Programming Languages

Pipeline

parsing : transform source code (strings) into a structured representation Type checking : Check that source code does not have type errors (for typed languages) Desugaring : translate complicated constructs into smaller ones (dont have to duplicate logic) IR Conversion : translate into intermediate representation Optimisation Compilation/Interpretation: Either interpret the code, emit lower-level code

Also we need a Runtime e.g.

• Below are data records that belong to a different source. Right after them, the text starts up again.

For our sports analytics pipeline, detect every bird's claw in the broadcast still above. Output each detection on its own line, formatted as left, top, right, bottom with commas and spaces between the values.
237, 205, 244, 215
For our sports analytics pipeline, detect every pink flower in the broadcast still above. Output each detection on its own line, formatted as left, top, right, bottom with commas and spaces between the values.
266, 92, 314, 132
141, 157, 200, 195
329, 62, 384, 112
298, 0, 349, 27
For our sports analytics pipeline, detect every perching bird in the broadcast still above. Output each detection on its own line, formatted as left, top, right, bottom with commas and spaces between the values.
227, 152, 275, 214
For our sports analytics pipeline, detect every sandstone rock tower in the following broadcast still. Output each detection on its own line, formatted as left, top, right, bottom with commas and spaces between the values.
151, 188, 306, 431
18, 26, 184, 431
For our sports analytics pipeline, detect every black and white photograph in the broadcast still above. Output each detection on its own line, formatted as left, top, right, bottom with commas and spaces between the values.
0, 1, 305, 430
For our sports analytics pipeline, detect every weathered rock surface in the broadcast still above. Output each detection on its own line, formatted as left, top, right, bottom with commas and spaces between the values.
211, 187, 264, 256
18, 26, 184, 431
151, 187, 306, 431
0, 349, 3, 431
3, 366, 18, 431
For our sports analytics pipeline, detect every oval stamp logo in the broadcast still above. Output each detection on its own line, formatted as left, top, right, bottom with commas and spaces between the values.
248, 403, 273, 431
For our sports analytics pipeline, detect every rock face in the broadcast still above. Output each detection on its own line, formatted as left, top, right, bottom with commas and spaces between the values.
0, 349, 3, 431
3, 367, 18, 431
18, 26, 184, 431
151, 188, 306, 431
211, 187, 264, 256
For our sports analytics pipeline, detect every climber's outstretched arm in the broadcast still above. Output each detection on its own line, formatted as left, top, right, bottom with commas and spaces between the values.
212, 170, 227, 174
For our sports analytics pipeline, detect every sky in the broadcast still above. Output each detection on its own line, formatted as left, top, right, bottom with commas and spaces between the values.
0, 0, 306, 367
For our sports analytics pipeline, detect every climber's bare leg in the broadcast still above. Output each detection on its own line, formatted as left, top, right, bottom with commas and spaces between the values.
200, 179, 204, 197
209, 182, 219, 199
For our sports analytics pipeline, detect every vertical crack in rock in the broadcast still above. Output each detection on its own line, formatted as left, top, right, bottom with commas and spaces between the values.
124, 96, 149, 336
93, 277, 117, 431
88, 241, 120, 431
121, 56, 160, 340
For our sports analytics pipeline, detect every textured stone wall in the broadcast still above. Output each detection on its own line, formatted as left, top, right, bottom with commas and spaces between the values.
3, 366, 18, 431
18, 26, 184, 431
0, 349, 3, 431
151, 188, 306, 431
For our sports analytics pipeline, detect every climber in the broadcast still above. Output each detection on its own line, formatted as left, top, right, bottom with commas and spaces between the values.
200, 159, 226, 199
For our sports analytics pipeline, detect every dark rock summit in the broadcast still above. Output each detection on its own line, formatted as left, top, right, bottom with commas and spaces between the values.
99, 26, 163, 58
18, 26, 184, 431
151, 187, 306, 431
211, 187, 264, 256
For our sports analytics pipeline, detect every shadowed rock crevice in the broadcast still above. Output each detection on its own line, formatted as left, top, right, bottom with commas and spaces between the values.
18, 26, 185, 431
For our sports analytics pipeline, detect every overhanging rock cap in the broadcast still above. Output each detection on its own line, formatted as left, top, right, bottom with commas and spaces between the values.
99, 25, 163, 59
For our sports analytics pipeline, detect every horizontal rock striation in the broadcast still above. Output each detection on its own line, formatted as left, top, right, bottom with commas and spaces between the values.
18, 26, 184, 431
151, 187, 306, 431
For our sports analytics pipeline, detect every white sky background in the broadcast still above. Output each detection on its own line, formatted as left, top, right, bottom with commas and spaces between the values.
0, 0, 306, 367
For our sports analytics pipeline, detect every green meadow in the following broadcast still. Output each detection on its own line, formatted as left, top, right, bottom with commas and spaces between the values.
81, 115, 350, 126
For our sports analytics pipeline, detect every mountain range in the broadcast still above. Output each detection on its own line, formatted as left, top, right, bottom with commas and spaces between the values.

Garbage collection

Components

Syntax

constructs of language, how does it look?

Typing Rules (if language is typed)

what programs are sensible? can we rule out errors?

Semantics

what does a program mean? what should it do when it is run?

Programming Paradigms

style of programming that dictates the principles, techniques, and methods used to solve problems in that language use the right tool for the job

Expressions vs Statements

Expressions - A term in the language that eventually reduces to a value (can be contained within a Statement) Statement - An instruction / computation step, does not return anything

Imperative Programming Language

Program Counter + Call stack + State i.e. c, Python, JavaScript record our current position in the program, Statements can alter that position Variable assignments alter some store

Imperative paradigm closer to the underlying hardware as it is built around mutability

Functional Programming Language

everything is an expression first-class functions: can create, apply, and pass functions just like any other expression Evaluation is reduction of a complex expression to a value

Object-Oriented Programming Language

object: consists of some state (fields), and some functions that operate on the state (methods) encapsulation: don’t expose internal state unnecessarily inheritance: ability to extend previously-defined objects to make new ones

Syntax

Regular expressions are regular languages
Context-free languages can be recognised by a push-down automaton
Context-sensitive languages and recursively enumerable languages require more interesting recognisers

Grammar

set of formal rules specifying how to construct a sentence in a language. it consists of:

  • A set of terminal symbols: symbols that occur in a sentence
    • the keywords that end
  • A set of nonterminal symbols, which each ‘stand for’ part of a phrase
    • the expression keyword that would not end
  • A distinguished sentence symbol that stands for a complete sentence
    • what do you want to parse, where you start from
  • A set of production rules that show how phrases can be made up from terminals and sub-phrases
    • the symbol that make up phrases

Backus-Naur Form (BNF) - Concrete Syntax

BNF grammar consists of a series of productions takes the form S ::= a|b|c

expr ::= prim | expr op prim 
op ::=  '+'  |  '-'  |  '*'  |  '/' 
prim ::= int | '(' expr ')' 
int ::= digit
digit ::= '1' | '2' | '3' | '4' | '5' | '6' | '7' | '8' | '9' | '0'

Extended BNF (EBNF) allows us to use regular expressions i.e. if digit+ (one or more digits)

Parse Tree

a parse tree corresponds a string to a grammar

![[parse tree.png|]]Each terminal node is labelled by a terminal symbol (here, digits and operators)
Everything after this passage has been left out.